Robert F. Panara (8 July 1920 – 20 July 2014) was a poet, a professor and a co-founder of the National Technical Institute for the Deaf (NTID) and the National Theater of the Deaf. Panara is considered to be a pioneer in deaf culture studies in the United States.

==Life==
Panara was born in 1920 in The Bronx of New York City, and lost his hearing as a child from spinal meningitis. After high school, he attended and graduated from Gallaudet College (now Gallaudet University).

He went on to teach at Gallaudet College, before moving to the Rochester Institute of Technology where he helped found the National Technical Institute for the Deaf (NTID).

Panara was very interested in the theater and developed some of the first plays for deaf actors and audiences.
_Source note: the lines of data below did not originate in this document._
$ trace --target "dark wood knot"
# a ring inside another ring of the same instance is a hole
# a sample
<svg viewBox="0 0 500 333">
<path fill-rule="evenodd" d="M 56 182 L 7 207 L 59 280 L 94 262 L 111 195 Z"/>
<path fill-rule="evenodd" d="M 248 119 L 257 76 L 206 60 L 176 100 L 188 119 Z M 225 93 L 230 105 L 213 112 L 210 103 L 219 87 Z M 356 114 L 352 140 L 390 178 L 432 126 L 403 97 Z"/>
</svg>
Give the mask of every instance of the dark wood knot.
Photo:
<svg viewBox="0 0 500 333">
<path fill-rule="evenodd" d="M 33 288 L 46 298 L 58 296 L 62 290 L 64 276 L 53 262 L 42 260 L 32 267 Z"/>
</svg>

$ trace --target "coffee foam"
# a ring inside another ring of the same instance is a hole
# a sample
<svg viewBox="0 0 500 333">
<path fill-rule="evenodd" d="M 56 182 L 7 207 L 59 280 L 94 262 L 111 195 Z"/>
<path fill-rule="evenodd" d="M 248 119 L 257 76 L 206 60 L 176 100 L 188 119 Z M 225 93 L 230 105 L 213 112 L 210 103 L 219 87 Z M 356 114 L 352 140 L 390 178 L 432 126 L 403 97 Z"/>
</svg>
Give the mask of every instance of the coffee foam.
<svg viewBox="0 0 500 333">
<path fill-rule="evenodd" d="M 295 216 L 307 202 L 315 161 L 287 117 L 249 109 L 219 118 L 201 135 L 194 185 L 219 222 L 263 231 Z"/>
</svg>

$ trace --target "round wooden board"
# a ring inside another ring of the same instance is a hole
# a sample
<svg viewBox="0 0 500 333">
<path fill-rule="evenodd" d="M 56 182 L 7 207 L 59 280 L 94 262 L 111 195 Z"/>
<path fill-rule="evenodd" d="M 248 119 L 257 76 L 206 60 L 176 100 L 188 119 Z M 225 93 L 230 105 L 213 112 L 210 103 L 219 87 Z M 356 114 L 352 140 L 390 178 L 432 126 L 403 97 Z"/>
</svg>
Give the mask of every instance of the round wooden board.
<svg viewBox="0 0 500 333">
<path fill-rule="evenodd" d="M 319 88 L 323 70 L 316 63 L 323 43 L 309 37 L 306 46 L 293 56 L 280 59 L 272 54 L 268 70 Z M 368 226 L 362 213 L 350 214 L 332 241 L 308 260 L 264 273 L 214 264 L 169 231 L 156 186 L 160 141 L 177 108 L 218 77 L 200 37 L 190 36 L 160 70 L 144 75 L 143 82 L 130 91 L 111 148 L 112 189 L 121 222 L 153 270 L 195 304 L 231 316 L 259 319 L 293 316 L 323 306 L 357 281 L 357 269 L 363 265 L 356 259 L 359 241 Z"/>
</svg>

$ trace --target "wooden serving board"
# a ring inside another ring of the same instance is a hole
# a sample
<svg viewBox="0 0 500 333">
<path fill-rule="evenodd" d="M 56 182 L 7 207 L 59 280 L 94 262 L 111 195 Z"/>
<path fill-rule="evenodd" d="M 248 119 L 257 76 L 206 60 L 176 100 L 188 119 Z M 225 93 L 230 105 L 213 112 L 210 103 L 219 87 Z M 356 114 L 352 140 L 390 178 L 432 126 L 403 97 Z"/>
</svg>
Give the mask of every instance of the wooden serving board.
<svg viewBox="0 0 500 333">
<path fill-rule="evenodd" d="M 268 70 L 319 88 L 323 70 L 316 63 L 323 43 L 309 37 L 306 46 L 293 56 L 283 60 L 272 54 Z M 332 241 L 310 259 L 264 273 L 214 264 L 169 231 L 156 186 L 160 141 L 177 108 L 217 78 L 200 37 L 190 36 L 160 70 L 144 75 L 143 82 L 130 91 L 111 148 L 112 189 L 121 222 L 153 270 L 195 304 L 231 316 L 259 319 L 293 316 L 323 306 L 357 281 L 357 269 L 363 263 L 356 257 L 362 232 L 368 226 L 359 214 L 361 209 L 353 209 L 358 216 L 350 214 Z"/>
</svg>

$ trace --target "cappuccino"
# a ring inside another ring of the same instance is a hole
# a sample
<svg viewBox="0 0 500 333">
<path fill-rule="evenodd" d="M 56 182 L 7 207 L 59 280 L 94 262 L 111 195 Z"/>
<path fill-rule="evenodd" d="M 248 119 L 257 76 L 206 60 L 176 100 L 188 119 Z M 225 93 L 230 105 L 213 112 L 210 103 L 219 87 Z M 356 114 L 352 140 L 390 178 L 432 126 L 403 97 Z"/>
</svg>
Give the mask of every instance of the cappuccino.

He was instrumental in founding the National Theater of the Deaf in connection with the American School for the Deaf.

==Poetry==
Panara was a poet, and his collected poems were published in 1997.

My ears are deaf, and yet I seem to hear
Sweet nature's music and the songs of man,
For I have learned from Fancy's artisan
How written words can thrill the inner ear..

— From "On His Deafness"
 On His Deafness and Other Melodies Unheard (1997)

==Legacy==
In 1987 the Rochester Institute of Technology named its performing arts theater after him, and established a scholarship fund in his name.

In 2017 the United States Postal Service issued a stamp in its Distinguished Americans series honoring Robert Panara. (Note: It is a nondenominated (forever) stamp for the 2-ounce first-class rate.)